国の登録文化財となっている老舗の新井旅館。
この建物は「月の棟」。
「木の情緒」たっぷりの湯で温まる
 伝説や歴史にあふれる温泉街の中でも老舗旅館の一つが新井旅館。建物や浴室などの多くが国の登録文化財となっている。新井旅館のいくつかの浴室の中で、こじんまりとして木造建築の情緒がたっぷりの「琵琶湖風呂」を体験した。
 浴室そのものが建物の中でも低い位置にあり、湯舟はさらに石の床をひょうたん形に掘ったようになっている。これは、京都の比叡山上から見た琵琶湖を模したという雅びな趣向だ。浴室の下の方の壁もやはり石づくりで、細長く四角い窓があるが、これは庭の池を底から見えるようになっている窓だ。鯉や小さな魚が時折、目の前を横切る。
 泉質は弱アルカリ性の単純泉。無色、透明、無味、無臭で、刺激が少なく入りやすい。やわらかな湯の感触があるが、どこか芯のあるようにも感じられて、すぐに体が温まり、程良くそれが持続する。
 低い床の、さらに底にある湯舟に体を沈めて見上げると、壁の上方と高い天井は木でできていて、その古く懐かしい感じが心をなごませてくれる。巨大な浴室ではないが、かえって手足をゆっくりと伸ばせる気持ちになる。

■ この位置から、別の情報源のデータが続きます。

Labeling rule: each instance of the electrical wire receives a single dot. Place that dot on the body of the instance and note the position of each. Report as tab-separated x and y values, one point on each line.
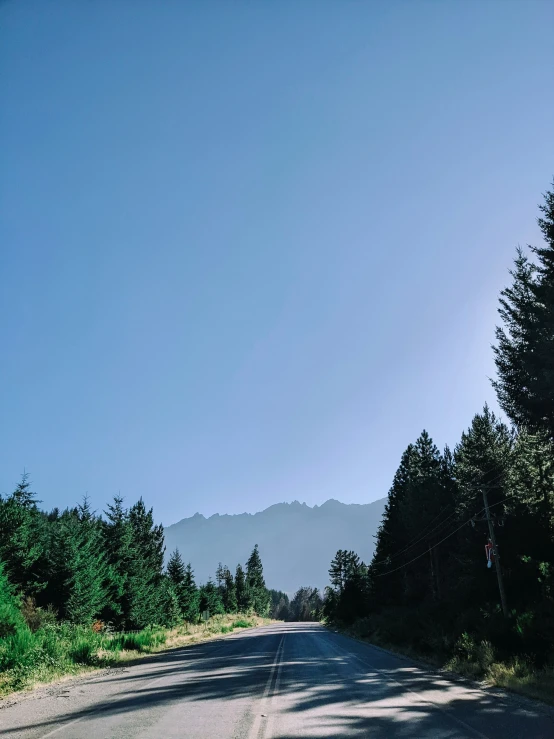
389	572
412	544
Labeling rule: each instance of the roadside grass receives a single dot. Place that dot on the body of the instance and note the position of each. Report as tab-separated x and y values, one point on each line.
476	660
29	658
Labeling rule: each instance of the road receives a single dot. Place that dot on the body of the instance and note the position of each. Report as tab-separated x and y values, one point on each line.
279	682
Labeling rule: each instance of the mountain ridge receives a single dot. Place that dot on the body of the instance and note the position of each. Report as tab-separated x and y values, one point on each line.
297	541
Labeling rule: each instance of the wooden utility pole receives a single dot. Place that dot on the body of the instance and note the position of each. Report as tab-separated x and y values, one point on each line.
496	556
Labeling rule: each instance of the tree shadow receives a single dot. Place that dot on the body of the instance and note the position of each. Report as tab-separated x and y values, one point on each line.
328	684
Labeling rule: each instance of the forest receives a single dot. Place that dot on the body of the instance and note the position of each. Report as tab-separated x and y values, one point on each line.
437	584
78	589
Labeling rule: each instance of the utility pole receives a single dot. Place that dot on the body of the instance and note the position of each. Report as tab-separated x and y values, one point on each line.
496	556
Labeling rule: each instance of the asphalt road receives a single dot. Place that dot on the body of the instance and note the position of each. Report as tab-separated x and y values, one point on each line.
283	681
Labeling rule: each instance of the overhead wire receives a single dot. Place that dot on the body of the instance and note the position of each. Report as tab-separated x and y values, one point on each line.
412	544
389	572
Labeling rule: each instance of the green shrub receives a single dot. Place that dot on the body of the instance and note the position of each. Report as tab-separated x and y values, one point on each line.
241	623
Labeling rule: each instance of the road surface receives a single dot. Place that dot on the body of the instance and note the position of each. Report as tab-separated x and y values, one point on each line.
281	682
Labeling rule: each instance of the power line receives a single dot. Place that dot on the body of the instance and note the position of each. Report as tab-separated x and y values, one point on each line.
389	572
412	544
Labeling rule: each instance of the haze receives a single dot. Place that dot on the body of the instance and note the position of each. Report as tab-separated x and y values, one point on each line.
248	251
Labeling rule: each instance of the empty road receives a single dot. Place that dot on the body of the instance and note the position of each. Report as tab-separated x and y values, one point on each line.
279	682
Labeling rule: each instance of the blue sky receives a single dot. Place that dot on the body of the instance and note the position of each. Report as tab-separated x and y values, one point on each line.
248	251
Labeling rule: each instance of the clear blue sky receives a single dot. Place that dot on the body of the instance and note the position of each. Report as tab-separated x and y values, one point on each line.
250	250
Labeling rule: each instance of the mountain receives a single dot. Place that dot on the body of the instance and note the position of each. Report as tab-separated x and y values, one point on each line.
296	542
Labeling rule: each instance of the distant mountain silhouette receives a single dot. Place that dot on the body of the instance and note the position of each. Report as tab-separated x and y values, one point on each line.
296	542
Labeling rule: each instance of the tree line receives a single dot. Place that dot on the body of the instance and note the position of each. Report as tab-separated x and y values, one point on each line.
83	568
429	583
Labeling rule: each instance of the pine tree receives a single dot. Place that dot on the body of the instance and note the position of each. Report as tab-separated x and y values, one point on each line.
524	353
177	576
242	594
147	566
22	539
11	619
191	608
229	592
118	541
88	578
210	599
255	583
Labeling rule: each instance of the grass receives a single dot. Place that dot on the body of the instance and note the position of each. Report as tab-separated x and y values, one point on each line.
56	650
476	660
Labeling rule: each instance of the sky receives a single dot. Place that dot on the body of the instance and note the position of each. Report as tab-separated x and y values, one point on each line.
249	251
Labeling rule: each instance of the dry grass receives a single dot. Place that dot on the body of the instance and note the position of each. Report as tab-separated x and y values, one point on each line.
63	650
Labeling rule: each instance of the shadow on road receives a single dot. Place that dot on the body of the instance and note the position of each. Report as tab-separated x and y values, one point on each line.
324	677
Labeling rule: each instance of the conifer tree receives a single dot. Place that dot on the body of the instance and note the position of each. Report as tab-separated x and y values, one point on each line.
88	573
177	576
242	594
11	619
255	583
147	566
229	592
118	541
210	599
22	539
191	609
524	353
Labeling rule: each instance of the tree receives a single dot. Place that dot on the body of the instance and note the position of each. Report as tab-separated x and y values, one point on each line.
11	619
177	576
191	597
524	354
306	605
147	566
23	539
242	594
255	583
88	573
279	605
118	542
210	599
229	591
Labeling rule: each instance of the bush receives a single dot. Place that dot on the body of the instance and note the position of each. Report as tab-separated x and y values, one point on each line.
241	623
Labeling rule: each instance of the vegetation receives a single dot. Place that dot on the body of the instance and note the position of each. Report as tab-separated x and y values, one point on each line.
428	589
55	649
79	590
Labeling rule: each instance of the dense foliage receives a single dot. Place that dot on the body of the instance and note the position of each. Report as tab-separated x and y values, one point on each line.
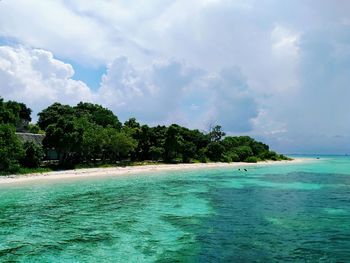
89	134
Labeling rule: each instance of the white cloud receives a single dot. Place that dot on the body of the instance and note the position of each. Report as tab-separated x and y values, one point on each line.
33	76
291	57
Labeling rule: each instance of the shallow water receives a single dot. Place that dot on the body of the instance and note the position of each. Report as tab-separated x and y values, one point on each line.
294	212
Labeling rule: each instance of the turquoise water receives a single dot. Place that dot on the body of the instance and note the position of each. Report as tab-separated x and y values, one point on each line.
294	212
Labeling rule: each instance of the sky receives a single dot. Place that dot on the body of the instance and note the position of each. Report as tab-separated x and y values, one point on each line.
275	70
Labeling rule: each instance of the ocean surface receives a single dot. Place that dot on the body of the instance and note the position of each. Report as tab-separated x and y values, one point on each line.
279	213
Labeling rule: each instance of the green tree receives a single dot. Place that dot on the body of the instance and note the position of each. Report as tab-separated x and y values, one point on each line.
33	156
118	145
11	149
216	133
53	113
243	152
215	151
173	143
97	114
66	138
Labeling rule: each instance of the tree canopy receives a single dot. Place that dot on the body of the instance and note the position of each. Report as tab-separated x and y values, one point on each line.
90	134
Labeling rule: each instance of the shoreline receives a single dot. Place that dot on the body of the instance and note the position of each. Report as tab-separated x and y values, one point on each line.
131	170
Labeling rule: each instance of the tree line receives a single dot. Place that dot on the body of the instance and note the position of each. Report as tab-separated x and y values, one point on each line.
89	134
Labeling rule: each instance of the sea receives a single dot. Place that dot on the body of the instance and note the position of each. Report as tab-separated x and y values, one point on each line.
296	212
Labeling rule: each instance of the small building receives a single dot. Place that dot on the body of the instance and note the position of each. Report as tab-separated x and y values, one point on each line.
51	154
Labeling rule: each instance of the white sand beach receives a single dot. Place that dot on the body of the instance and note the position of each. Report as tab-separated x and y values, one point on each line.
130	170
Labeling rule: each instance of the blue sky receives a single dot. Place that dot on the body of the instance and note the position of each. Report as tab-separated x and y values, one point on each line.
275	70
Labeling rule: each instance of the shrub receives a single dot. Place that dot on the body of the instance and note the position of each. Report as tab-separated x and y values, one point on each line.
33	156
251	159
11	149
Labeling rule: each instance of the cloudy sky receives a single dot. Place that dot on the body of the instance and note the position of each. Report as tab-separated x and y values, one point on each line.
276	70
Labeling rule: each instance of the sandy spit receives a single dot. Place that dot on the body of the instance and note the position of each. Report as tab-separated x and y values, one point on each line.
130	170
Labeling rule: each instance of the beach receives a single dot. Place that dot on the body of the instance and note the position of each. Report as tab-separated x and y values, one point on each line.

温泉の愉しさは、まさに五感から入って来るのだと実感した。

計画から3年を要して1934年に落成した
という壮麗な「天平大浴場」。

木々に囲まれ広々した野天風呂は
「木漏れ日の湯」。

右下の四角い窓からは庭園の池の底が
見える「琵琶湖風呂」。

新しくできた足湯付き客室。
桂川をながめながら疲れを癒せる。
COLUMN
  修善寺温泉の開湯からはちょうど1200年ほどだが、人が住み始めたのは、約1万年前の縄文時代からだという。狩猟や採集を主な生業にしていた頃だ。緩やかな清流があり、適度な広さの平地があるのは、大昔の人間にも住みやすかったことだろう。
 さて、平安時代の開湯以前には、温泉はどうだったのだろう。記録が残っていないだけで、縄文人やそれ以前の人々、縄文以降の弥生時代の人々も利用していたということはないだろうか。修善寺温泉に限らず、記録に残らない、あるいは口伝えの伝説にも残らない太古に人々は、温泉を利用していたのか、それならどのように名湯を愉しんでいたのか。どこかにそんな手がかりはないものだろうか。